Reviews

Circa: The Return – (Barbican Centre)

Circa bring their new contemporary circus show to the Barbican

All it takes is a wall: burnished steel, bolted together at the back of the stage. It's instantly recognisable: a perimeter fence or a border barrier. The one keeps people in, the other keeps them out. It's the West Bank. It's Berlin. It's Mexico, Hungary, Calais, Turkey – any one of the 65 five standing in the world today, keeping people apart, curtailing their freedom.

Just by its presence onstage, the wall transforms Circa's performers. Stood in front of it, the six men and women dressed in grey become the world's dispossessed, its migrants and refugees. They stare out at us blankly, both pleading and accusatory, and their bodies start to twist. Hips swivel. Spines skew. Joints rotate in their sockets. These human figures slowly contort and mutate, until bit by bit, they lose their shape. Some grow freakish, some deform. Others combine into zygotes. One by one, they become almost inhuman – at least, director Yaron Lifschitz dares us to see them as such. It's a small step from a refugee crisis to a final solution, he warns; a slippery, slippery slope.

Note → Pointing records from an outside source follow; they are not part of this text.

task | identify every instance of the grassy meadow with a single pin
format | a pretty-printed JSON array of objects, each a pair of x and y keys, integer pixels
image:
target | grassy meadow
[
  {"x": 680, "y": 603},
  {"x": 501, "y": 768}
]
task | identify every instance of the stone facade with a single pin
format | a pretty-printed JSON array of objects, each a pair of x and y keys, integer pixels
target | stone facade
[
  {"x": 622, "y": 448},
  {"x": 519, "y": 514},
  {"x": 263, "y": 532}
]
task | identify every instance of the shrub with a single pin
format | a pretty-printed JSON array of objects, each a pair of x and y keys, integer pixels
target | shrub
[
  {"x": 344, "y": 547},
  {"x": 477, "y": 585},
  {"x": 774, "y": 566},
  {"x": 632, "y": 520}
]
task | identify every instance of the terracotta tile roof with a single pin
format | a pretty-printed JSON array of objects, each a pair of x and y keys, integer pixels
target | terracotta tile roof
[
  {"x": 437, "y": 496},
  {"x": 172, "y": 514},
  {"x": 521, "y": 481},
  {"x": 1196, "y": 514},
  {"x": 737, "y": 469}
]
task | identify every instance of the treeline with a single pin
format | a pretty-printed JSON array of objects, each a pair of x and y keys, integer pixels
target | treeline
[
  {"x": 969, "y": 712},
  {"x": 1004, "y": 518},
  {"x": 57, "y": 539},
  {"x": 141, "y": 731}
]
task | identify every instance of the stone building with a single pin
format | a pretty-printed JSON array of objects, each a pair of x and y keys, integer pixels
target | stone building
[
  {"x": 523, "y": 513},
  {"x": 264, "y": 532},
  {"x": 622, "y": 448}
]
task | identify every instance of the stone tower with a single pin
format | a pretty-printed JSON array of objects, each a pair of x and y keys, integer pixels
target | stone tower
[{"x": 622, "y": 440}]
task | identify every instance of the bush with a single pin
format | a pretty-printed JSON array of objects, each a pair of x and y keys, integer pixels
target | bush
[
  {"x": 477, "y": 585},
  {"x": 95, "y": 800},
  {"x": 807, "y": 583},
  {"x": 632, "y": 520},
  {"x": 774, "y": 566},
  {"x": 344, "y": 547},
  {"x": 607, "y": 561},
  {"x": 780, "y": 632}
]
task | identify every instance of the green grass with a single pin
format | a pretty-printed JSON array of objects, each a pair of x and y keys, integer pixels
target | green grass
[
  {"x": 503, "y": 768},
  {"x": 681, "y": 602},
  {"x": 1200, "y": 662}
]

The Return takes its start from Claudio Monteverdi's opera Il Ritorno d'Ulisse in Patria, sung from the side of the stage by Robert Murray and Kate Howden – sometimes straight, sometimes shuffled, and sometimes roughed up as electronica in Quincy Jones's arrangements. Framed as a piece about distance, separation and home – Ulysses miles from his native Ithaca, his wife Penelope waiting for him – Lifschtiz picks up Monteverdi's themes and transposes them onto images of migration.

The Return is circus filled up with pain: bodies pushed to their breaking points, straining at the edge of imbalance. A woman folds herself up like origami, tucking toes beneath her chin, bending her back into an arch. A man launches into a backflip then lands like a bellyflop; his chest scudding into the floor so hard that you'd swear ribs must have cracked. You see ankles sprain and shoulders strain; people walking, full-weight, on the tops of their feet. Bridie Hooper hangs disjointedly from aerial straps, then snaps taut like a gallows drop. Nicole Faubert holds herself up on a clump of steel poles, one slip from a goring. You realise, time and again, that you're holding your breath.

It's about strength too, though: the will too keep moving, to keep holding one another up. Pairs cross the stage via slow-motion acrobatics: each hauling the other the next step of the way. They bear one another's weight for as long as they can stand; women lifting men as often as not.

The Return's a hard watch though – and not just because it's so wince-inducing. Lifschitz keeps things Spartan and austere; grinding feats of endurance over grand, flighty spectacles. You sometimes have to squint to see the level of difficulty involved. Standard hand-to-hand routines are performed without eye contact, a mark of distance and dislocation between partners that makes an intimate act seem parched and sexless. Individually, routines hit their targets, but together they're repetitive and relentless, and, as fitting as that is, it can feel uncompromising. The stakes aren't always kept up and the images aren't all so expressive.

What Lifschitz never finds is a real, felt connection to the music. It sits like a soundtrack on top of the action, and it's staged as such too, tacked on at the side, in another register altogether. It's enough to intrude on the overall atmosphere, to pull focus from the physical pain – but then maybe that's the point. Does art – and grand art like opera in particular – distract us from the realities of the world? Might it be a barrier in its own way?

The Return runs at the Barbican Centre until 31 January.